Department of Labor Proposes Rule Implementing EO 14055 Nondisplacement Obligations for SCA-Covered Contracts

July 25, 2022

WHAT: The nondisplacement rule’s revival continues as the U.S. Department of Labor (DoL) has published its proposed rule to implement Executive Order (EO) 14055, Nondisplacement of Qualified Workers under Service Contracts. EO 14055’s basic obligation would require many Service Contract Act (SCA)-covered contractors to offer employment to service employees of their predecessor contractors. The obligations will be familiar to many contractors in the federal services market, given the pendulum swings of executive orders adding and withdrawing the obligations over the prior four presidential administrations. For a broader discussion on the potential impacts of these changes see our alert on EO 14055. All SCA-covered contractors, whether experienced with the nondisplacement rule or not, should focus on two changes discussed below from the current iteration.

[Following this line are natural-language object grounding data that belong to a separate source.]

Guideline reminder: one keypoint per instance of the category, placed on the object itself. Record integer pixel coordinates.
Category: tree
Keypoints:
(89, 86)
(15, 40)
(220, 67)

WHEN: DoL published its proposed rule on July 15, 2022. Comments are due by August 15, 2022. Per the EO, the nondisplacement obligations would take effect after both DoL’s rule and a companion Federal Acquisition Regulation (FAR) rule are final, though the EO “strongly encouraged” agencies to add the obligations to active solicitations and those released before the DoL and FAR rules are final.

WHAT DOES IT MEAN FOR INDUSTRY: Contractors may perceive a relatively modest impact from the nondisplacement rule because hiring predecessor employees in the services industry is a common competitive strategy. But as we noted in discussing EO 14055’s issuance, this latest nondisplacement iteration saddles service contractors with even more administrative burden and compliance risk than the prior iterations.

First, DoL proposed removing the prior nondisplacement rule’s limitation to successor contracts for the same or similar services performed in the same location. The nondisplacement obligation would thus apply no matter where the successor performs. This geographic expansion includes hybrid and remote workforces. So successor contractors, armed with a list of only names and dates of hire, now may have to locate the predecessor contractor’s service employees literally from coast to coast. Relocation costs need not be offered under the proposed rule, but remote options may need to be.

Second, DoL followed EO 14055 in raising the bar to not offer employment to a predecessor employee even higher. In nondisplacement’s prior iteration, a successor did not have to offer a job when there was reasonable belief based on the particular employee’s past performance that the predecessor employee had “failed to perform suitably on the job.” Now the standard would be “reliable evidence” that the successor contractor would have “just cause to discharge” the employee. The purpose of this change appears to be making it impossible not to hire a predecessor employee unless the successor has evidence to justify firing the employee—perhaps an unintentionally signature feature of reviving a nondisplacement rule that continues to be a solution in search of a problem.